With particularly regard to brands, which by their nature as recognised entities are more likely to trigger the Knowledge Graph, it’s very dangerous territory, because coincidentally they are also some of Google’s most valued advertisers.

Richard Baxter:

Spammy SEO to be gone. Google keep saying it’s getting better at tackling the bad stuff but there are still plenty of examples around – it’s a case of ‘do what you said you’d do’ – and not giving very poor quality SEO agencies any more fuel by way of case studies on their bad, temporary tactics.

It would make it much easier to get the message across that the good guys do a good job and that SEO is a credible, technical and content marketing discipline that is very much here to stay.

Jimmy McCann, head of SEO at Search Laboratory:

Improved accuracy in the Webmaster Tools link examples that are given under manual action. These have been automated and incorrect in the past – which is a pain.

It would be better if the examples were more explicit and told you exactly what was required to sort out the penalty.

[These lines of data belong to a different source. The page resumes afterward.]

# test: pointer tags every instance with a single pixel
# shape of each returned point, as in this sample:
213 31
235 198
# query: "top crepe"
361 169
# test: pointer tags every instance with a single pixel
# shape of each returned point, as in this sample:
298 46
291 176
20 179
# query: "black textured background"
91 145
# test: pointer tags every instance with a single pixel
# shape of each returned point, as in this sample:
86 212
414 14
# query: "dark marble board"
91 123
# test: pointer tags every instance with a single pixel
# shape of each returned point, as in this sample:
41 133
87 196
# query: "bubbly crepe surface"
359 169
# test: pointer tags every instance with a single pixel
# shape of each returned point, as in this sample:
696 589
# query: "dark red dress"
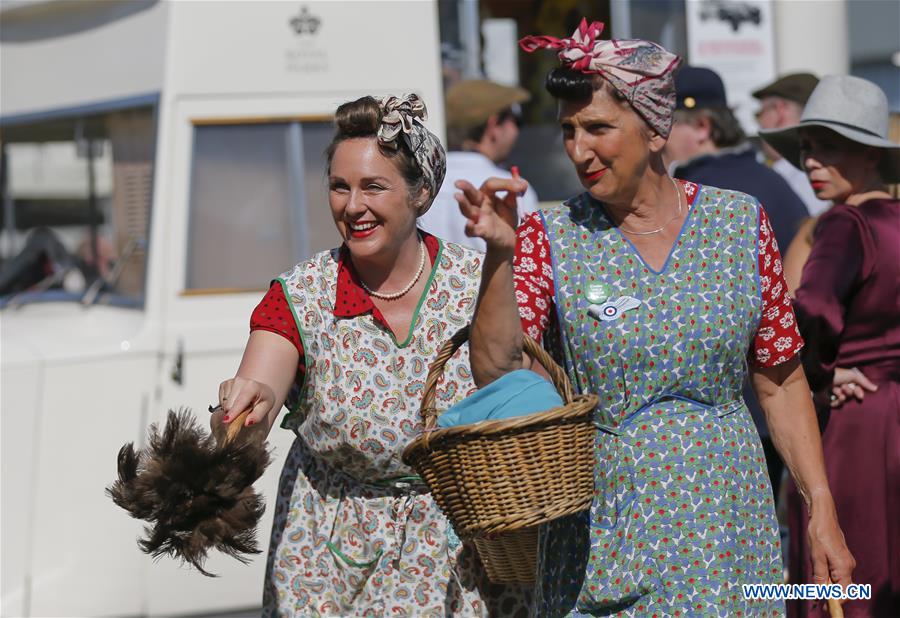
848 308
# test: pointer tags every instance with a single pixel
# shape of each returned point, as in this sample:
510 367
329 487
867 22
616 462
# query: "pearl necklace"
659 229
407 288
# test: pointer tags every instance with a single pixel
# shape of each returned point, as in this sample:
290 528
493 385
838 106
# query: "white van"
176 148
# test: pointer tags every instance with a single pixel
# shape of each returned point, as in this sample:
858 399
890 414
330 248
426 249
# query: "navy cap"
698 88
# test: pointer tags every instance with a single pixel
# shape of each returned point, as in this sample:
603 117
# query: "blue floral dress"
682 514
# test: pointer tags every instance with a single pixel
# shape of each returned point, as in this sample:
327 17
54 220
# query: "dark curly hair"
362 118
574 86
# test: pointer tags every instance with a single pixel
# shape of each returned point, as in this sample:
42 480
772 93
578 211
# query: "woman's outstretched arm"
495 345
263 379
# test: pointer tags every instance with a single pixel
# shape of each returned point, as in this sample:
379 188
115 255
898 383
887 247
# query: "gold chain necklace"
664 225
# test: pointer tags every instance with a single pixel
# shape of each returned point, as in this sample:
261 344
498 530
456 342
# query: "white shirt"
444 220
800 184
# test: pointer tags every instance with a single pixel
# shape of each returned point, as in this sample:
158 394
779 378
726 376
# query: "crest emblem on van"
305 22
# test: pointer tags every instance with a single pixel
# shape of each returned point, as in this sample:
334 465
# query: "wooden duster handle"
235 426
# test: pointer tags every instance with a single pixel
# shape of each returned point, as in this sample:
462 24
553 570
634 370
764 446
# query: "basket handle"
428 409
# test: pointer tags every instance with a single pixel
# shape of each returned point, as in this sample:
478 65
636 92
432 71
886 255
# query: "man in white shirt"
483 120
781 104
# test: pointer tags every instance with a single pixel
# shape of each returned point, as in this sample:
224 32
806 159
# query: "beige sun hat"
850 106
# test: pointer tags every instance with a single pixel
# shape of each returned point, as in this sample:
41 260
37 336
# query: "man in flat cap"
781 104
483 120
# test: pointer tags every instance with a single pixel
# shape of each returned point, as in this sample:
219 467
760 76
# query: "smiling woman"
344 341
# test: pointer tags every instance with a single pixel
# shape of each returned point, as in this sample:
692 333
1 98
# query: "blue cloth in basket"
517 393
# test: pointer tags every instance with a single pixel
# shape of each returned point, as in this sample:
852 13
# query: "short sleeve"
533 277
274 315
778 338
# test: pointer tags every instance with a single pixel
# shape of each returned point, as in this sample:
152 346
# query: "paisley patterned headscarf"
402 119
641 71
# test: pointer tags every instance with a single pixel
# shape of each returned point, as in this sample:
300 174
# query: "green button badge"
597 292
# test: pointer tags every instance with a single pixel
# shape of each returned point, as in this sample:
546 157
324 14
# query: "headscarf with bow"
639 70
402 119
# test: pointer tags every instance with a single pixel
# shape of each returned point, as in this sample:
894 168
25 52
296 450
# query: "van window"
251 190
75 212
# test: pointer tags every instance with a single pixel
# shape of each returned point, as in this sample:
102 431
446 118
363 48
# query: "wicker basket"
498 480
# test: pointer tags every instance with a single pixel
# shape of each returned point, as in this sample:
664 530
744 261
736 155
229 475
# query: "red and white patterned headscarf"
639 70
402 118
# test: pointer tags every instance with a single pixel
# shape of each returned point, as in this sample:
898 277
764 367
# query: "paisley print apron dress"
682 513
355 532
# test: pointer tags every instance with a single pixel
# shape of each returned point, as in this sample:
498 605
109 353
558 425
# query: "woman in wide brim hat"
848 311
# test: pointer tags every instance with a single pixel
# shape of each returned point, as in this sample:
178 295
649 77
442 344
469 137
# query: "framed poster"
736 39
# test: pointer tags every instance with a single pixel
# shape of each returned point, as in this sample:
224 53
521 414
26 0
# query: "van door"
238 214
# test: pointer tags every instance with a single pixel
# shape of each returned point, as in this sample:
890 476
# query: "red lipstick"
595 175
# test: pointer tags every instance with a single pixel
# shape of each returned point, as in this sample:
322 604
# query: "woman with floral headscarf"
353 330
655 294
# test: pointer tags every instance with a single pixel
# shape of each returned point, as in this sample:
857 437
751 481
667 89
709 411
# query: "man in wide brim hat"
852 107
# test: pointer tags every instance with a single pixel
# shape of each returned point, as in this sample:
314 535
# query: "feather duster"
194 488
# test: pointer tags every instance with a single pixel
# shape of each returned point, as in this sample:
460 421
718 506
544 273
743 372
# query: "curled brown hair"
361 119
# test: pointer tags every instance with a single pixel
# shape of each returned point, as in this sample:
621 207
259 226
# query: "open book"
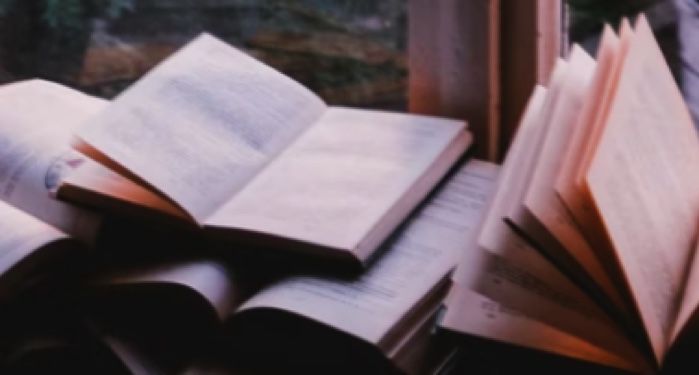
223 141
388 311
601 185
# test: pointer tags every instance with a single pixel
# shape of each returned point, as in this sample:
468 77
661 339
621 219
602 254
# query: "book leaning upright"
602 181
221 140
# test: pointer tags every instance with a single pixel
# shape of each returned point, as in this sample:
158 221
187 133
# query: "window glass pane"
351 52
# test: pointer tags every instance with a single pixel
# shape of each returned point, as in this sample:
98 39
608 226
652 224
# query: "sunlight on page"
36 151
422 255
205 120
644 184
480 316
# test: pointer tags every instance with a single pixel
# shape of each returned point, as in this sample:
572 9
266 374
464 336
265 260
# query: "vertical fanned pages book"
217 138
588 247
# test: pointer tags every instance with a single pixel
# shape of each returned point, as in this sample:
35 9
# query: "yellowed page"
502 266
415 262
690 300
94 184
474 314
594 102
200 125
644 184
37 119
344 177
521 175
22 234
558 232
626 34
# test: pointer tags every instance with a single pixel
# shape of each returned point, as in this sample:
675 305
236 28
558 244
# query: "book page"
474 314
558 232
22 235
644 184
414 263
198 126
345 177
502 266
601 117
593 104
527 156
94 184
209 279
37 119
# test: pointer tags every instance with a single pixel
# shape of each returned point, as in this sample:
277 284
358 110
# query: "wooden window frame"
479 60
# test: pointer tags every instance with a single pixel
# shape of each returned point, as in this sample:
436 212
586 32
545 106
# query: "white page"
21 235
422 255
201 124
339 180
644 183
37 119
502 266
471 313
558 229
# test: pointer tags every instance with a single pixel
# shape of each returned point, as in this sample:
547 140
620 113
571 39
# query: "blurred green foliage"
70 15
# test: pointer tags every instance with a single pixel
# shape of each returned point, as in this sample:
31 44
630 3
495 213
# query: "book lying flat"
40 235
387 309
37 121
229 144
602 181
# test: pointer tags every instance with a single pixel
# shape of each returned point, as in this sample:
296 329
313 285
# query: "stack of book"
217 217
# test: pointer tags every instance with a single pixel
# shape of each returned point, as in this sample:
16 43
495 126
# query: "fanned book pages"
600 185
387 310
217 138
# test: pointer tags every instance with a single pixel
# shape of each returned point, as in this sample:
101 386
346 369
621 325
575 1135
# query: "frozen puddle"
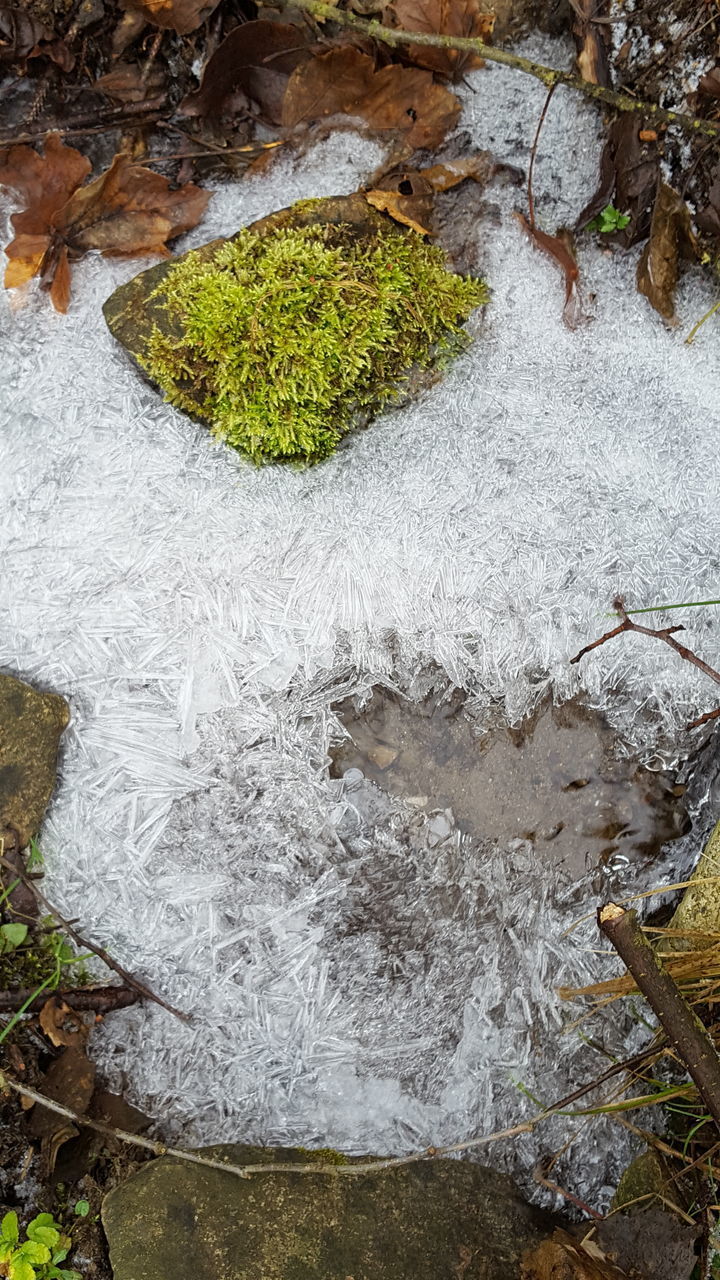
204 618
557 781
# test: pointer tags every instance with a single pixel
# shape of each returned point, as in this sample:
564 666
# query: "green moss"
285 341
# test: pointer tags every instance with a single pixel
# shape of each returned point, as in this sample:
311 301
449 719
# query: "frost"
349 984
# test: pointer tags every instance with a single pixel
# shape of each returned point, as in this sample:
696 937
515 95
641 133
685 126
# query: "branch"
350 1170
680 1024
666 635
550 76
146 992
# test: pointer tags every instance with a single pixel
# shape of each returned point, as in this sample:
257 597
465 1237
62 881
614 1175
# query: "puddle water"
556 781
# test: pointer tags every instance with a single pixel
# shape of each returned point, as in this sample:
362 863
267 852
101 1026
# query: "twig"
113 118
98 1000
99 951
680 1024
550 76
668 636
533 154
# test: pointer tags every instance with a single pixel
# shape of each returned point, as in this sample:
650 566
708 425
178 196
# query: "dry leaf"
126 210
670 238
126 83
62 1024
181 16
560 248
393 99
397 206
628 178
565 1258
253 63
445 18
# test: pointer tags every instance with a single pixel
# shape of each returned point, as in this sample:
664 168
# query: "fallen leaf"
23 36
126 210
592 40
62 1024
565 1258
445 18
253 63
126 82
628 179
670 238
181 16
400 208
408 195
401 100
560 248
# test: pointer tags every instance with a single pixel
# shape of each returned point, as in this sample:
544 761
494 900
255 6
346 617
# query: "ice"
349 984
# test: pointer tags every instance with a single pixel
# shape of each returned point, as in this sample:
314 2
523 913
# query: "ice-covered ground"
349 984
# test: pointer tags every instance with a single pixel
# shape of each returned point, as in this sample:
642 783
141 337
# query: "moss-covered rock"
31 725
299 328
436 1220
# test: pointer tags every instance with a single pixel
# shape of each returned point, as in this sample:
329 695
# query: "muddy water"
556 781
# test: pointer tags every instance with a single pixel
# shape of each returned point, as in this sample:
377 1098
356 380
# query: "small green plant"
286 341
40 1255
609 220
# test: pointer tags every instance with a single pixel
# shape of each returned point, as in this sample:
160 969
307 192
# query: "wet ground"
559 781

Adam Skalak, head of SEO at iCrossing

The most significant shift for SEO is that we are no longer limited by keyword phrases. Google’s 2014 expansion of its semantic-search offering, the Knowledge Graph, offers both opportunities and challenges for brands.

Established brands will benefit from greater exposure in more prominent parts of the results pages. But with Google providing answers directly at the top of the page, brands may struggle to increase their organic traffic as this could remove the need for people to click through to their site at all if they don’t need too much detail.